Writers need to gain a sense of themselves as writers before they submit their work. They need to develop the ability to structure their work well. They also need to seek feedback, and make their work as good as they can make it, before they send it to a publisher.

What do all writers need to know about the publishing industry?
They need to remember that publishing is a business. Publishers must make a profit from the works they publish. They are responsible for the money they spend and they must make good use of it.

Some writers think that if they just keep trying to get published, their turn will come. It’s not like that.

To succeed, writers must study the market.

They should read The Writers’ and Artists’ Yearbook. Keep track of current bestsellers. Find out what’s popular in bookshops. Look for trends. Find out what people are talking about, and what they’re interested in.

What advice would you offer to writers about the task of writing?
Develop respect for the writing process.

Make sure you finish what you set out to do. Lots of people start books but don’t finish them. Starting a book is the easy bit. Completing the task is more difficult.

When you’re writing you need a structure to your day, if you’re going to write successfully. You need to set aside time to write.

You also need to remember that the world can be very unkind to writers, so you must believe in yourself and what you’re doing.

What would you advise writers who want to be published do to improve their chances of publication?
Read more.

Get used to reading. Look at how other people write. Look for the structures in their writing. Reinforce this on the brain. Learn from others.

Take time to find out what other people find fascinating.
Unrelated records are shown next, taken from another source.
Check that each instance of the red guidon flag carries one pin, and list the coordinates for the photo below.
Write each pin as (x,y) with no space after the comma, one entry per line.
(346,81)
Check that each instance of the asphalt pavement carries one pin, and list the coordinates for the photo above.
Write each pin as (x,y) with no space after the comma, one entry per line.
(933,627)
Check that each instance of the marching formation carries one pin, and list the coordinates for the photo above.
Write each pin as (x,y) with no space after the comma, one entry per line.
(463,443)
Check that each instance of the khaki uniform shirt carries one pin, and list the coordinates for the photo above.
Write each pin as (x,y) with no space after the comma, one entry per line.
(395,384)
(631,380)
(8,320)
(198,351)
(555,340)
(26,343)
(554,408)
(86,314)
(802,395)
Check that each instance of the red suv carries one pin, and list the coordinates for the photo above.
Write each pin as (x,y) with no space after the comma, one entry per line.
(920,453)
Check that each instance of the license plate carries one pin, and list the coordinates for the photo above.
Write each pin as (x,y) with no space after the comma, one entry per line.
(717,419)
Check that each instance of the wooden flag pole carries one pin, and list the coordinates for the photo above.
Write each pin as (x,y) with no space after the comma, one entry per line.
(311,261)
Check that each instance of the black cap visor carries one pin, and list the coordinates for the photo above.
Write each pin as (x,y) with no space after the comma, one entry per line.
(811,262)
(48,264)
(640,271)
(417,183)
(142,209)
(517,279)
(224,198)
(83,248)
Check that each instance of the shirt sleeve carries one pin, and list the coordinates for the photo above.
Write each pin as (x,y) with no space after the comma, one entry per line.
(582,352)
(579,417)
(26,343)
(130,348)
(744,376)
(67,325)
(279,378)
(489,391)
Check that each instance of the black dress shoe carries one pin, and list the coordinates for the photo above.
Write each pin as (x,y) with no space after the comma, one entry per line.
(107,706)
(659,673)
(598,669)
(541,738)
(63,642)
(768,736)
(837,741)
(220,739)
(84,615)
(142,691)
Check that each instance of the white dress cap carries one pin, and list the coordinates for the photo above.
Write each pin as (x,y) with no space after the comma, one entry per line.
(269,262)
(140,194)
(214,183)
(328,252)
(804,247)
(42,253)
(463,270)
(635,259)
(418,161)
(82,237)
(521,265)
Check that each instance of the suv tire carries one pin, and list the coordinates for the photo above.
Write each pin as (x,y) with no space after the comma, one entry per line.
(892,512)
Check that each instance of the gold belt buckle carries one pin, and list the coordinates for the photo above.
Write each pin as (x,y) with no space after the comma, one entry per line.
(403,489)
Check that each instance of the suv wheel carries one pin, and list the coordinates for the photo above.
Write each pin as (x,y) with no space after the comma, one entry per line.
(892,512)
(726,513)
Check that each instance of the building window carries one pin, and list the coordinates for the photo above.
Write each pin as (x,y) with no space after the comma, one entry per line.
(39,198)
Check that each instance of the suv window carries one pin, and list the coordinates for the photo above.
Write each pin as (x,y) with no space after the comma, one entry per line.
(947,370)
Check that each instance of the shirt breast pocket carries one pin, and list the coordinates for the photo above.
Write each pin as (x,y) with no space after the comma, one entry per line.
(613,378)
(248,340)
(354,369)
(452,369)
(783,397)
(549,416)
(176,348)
Whether you’re writing fiction or non-fiction, do this. It will help you to decide what to write about.

Also, these days, it’s necessary to do more than write. You need to be able to speak coherently. You need to be ready to do television interviews or go on the radio. You need to speak with confidence as well as write well.

Alison is the author of a number of books for writers. One of her most recent works is: Marketing Your Book: How to Target Agents, Publishers and Readers  – Alison Baverstock, (A & C Black, 2007). This book offers writers guidance on all aspects of marketing their books before and after publication.

“How to get published: a conference for writers” is a two day conference being led by Alison Baverstock at Kingston University on September 11th and 12th 2009.